# Wie schnell ...



## laravandenberg (31 Januar 2010)

Hallo! Jetzt muss ich mal etwas fragen. Wie schnell kommen denn Zuganssdaten, wenn man sich anmeldet. Ich habe mich nun schon seit gestern zwei mal unter unterschiedlichen mail-Adressen angemeldet, da ich dachte, dass ich mich vielleicht vertippt habe Es kommt keine Rück-Mail. Beim "Vorgänger"  kamen  sofort die Zugangsdaten. Oder haben sie etwa ihr System verbessert, dass das System merkt, dass mit Anonym-Server angemeldet wurde? Bloß, denke, die Mühe machen sie sich nicht!


----------



## Laila (31 Januar 2010)

*AW: Einschüchterungsfalle TOP-OF-SOFTWARE.DE / softwaresammler.de / opendownload.de*

Wie schnell kommen denn Zuganssdaten, wenn man sich anmeldet. Ich habe mich nun schon seit gestern zwei mal unter unterschiedlichen mail-Adressen angemeldet.
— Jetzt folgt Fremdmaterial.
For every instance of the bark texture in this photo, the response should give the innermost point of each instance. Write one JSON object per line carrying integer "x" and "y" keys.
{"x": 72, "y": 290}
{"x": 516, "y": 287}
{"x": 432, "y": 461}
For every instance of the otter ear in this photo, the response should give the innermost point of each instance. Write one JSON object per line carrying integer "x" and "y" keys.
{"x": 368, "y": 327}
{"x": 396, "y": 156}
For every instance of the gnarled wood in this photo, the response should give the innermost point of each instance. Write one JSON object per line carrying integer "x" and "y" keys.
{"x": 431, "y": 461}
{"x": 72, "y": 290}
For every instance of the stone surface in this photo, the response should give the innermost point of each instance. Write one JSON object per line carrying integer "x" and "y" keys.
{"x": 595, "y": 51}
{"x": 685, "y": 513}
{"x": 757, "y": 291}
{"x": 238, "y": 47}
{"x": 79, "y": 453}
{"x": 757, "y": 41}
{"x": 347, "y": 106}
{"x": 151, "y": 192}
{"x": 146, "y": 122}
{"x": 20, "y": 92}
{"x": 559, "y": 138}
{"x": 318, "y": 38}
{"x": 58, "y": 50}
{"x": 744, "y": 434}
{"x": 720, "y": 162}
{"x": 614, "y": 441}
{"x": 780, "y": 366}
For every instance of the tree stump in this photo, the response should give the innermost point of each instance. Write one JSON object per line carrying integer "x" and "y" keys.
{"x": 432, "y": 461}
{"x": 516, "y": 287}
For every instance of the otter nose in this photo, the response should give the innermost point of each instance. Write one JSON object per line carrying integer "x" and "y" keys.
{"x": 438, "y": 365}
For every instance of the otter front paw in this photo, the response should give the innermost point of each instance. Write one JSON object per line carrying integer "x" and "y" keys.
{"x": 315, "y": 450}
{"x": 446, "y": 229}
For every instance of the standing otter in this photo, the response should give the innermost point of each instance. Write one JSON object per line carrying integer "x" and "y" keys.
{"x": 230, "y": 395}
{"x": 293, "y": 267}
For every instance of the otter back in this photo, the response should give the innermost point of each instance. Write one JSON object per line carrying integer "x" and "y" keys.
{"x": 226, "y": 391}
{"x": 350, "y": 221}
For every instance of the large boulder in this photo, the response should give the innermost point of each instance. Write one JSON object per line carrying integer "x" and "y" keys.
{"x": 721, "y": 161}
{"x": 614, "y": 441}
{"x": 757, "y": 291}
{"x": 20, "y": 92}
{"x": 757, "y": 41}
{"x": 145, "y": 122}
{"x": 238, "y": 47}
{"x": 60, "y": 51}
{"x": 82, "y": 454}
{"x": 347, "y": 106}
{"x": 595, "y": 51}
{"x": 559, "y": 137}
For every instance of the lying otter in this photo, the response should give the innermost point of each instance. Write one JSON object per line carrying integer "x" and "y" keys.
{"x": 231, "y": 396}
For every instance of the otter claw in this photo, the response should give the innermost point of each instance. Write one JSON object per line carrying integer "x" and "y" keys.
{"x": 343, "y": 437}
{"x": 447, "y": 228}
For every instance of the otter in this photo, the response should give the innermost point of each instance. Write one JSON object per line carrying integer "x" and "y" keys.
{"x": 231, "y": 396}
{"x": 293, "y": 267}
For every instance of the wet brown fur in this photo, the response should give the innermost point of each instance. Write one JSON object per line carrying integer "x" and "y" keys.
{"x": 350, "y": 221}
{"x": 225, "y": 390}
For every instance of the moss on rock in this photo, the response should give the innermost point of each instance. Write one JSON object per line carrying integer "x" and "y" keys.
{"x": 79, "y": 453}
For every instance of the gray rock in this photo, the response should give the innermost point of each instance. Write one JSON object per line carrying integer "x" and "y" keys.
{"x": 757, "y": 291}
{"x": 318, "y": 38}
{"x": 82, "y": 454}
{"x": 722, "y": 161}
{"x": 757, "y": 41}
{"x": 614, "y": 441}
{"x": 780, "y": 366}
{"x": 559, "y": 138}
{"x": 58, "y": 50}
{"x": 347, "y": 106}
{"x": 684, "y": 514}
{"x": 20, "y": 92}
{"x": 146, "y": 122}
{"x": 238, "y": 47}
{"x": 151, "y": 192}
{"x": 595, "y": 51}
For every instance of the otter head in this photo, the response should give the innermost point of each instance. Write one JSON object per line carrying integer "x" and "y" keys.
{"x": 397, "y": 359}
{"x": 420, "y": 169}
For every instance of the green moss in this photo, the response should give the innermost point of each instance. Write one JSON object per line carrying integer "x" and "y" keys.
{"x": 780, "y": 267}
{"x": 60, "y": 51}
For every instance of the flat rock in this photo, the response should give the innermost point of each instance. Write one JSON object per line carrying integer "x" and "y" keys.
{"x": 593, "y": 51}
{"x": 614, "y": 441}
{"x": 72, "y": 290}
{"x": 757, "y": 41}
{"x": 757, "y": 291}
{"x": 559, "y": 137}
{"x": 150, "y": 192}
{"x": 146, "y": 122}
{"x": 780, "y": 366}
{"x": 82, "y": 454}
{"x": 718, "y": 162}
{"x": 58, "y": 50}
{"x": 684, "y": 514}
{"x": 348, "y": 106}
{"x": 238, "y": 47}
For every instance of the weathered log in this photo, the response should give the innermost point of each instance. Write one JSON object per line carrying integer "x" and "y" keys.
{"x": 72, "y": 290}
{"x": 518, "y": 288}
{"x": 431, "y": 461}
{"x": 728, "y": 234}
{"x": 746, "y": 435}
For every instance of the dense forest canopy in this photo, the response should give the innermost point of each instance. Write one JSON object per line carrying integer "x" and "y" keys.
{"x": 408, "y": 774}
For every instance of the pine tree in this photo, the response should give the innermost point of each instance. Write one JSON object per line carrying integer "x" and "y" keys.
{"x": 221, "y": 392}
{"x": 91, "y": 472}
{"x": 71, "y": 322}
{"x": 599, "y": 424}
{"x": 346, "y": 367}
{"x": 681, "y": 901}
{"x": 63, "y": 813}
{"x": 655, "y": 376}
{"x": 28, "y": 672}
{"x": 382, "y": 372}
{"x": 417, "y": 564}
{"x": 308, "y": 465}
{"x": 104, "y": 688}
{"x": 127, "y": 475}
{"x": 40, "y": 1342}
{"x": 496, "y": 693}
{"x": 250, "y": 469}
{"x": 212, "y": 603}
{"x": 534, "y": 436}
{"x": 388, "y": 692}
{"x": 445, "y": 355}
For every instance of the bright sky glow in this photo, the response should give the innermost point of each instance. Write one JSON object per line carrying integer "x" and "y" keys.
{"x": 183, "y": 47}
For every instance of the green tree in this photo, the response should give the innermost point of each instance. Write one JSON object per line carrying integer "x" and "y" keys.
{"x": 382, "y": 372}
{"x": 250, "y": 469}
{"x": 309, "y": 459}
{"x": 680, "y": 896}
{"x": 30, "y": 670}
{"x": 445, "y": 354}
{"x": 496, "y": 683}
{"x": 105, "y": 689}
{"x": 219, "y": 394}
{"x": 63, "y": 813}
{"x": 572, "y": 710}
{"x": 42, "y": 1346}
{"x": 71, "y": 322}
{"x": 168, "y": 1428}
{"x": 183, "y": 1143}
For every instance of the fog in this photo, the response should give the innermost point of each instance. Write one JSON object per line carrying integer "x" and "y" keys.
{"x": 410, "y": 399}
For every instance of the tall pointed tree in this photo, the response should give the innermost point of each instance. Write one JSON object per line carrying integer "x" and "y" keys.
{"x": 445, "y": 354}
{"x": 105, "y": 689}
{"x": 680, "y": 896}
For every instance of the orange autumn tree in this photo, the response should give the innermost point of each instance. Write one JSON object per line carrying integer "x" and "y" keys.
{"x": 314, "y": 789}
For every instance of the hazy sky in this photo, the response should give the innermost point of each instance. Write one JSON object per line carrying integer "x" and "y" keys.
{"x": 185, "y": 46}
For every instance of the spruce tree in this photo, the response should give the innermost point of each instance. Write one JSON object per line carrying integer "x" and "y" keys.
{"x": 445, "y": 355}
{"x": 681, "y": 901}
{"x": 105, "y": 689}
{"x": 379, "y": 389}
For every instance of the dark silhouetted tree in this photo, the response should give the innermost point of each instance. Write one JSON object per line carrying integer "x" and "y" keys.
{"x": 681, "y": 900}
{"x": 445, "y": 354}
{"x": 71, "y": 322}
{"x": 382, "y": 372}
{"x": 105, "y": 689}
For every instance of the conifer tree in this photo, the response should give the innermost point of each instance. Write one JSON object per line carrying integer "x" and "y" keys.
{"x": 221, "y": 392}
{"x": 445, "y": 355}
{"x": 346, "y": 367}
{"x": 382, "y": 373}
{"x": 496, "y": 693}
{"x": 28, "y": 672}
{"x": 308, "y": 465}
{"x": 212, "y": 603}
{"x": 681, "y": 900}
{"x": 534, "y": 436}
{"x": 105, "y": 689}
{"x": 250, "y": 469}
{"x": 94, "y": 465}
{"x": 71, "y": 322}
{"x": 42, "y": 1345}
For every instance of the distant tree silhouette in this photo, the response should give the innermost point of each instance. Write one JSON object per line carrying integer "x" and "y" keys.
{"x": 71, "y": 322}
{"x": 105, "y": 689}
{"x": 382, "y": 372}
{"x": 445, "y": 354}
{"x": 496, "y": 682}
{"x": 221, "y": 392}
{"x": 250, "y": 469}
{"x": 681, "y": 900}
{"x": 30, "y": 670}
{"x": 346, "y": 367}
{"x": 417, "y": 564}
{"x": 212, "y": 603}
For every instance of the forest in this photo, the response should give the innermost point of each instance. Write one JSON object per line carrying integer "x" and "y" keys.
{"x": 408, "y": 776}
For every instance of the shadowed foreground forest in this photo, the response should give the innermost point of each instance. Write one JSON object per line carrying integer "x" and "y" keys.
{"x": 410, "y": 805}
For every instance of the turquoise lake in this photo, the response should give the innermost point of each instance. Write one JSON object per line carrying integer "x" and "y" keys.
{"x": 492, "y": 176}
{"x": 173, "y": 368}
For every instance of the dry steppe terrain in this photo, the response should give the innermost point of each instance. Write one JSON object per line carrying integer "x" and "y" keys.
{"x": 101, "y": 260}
Ich habe die Zugangsdaten innerhalb von eine Minute bekommen


----------



## bernhard (31 Januar 2010)

*AW: Wie schnell ...*

OffTopic verschoben.


----------



## webwatcher (31 Januar 2010)

*AW: Wie schnell ...*

Der Sinn von Diskussionen über Wirkungsweise und zeitliche  Abläufe von 
Abonutzlosfallen entzieht sich mir. Genau so gut könnte man über Fingerübungen 
von Taschendieben diskutieren.


----------



## laravandenberg (31 Januar 2010)

*AW: Wie schnell ...*



webwatcher schrieb:


> Der Sinn von Diskussionen über Wirkungsweise und zeitliche  Abläufe von
> Abonutzlosfallen entzieht sich mir. Genau so gut könnte man über Fingerübungen
> von Taschendieben diskutieren.



Hat doch nichts mit Diskussion zu tun, mich hat nur interessiert, wie es bei TOP-OF bei Anderen gelaufen ist. Scheinbar haben sie am System doch was geändert, das es auch nicht mehr passieren kann, dass sich jemand unter "ihren" eigenen Namen anmelden kann. Mir jedenfalls gelingt es nicht, mich anzumelden. 
Ich bin nämlich der Meinung, wenn man in einem Forum über eine ganz bestimmte Firma mitreden will, muss man auch die Geflogenheiten der Firma genau kennen! Mich würde nämlich auch interessieren, wann die Rechnungen kommen, vor oder nach der Widerrufszeit. Vor allem, wenn sich jemand nicht eingeloggt hat, wann dann die Rechnungen kommen. Ist wahrscheinlich für die meisten unwichtig, für mich schon. Und, um nicht dauernd zu fragen, wollte ich mich anmelden und es aus erster Hand wissen.


----------



## Captain Picard (31 Januar 2010)

*AW: Wie schnell ...*

Die Diskussion über Taschenspielertricks  verwirrt   Hilfesuchende  nur. 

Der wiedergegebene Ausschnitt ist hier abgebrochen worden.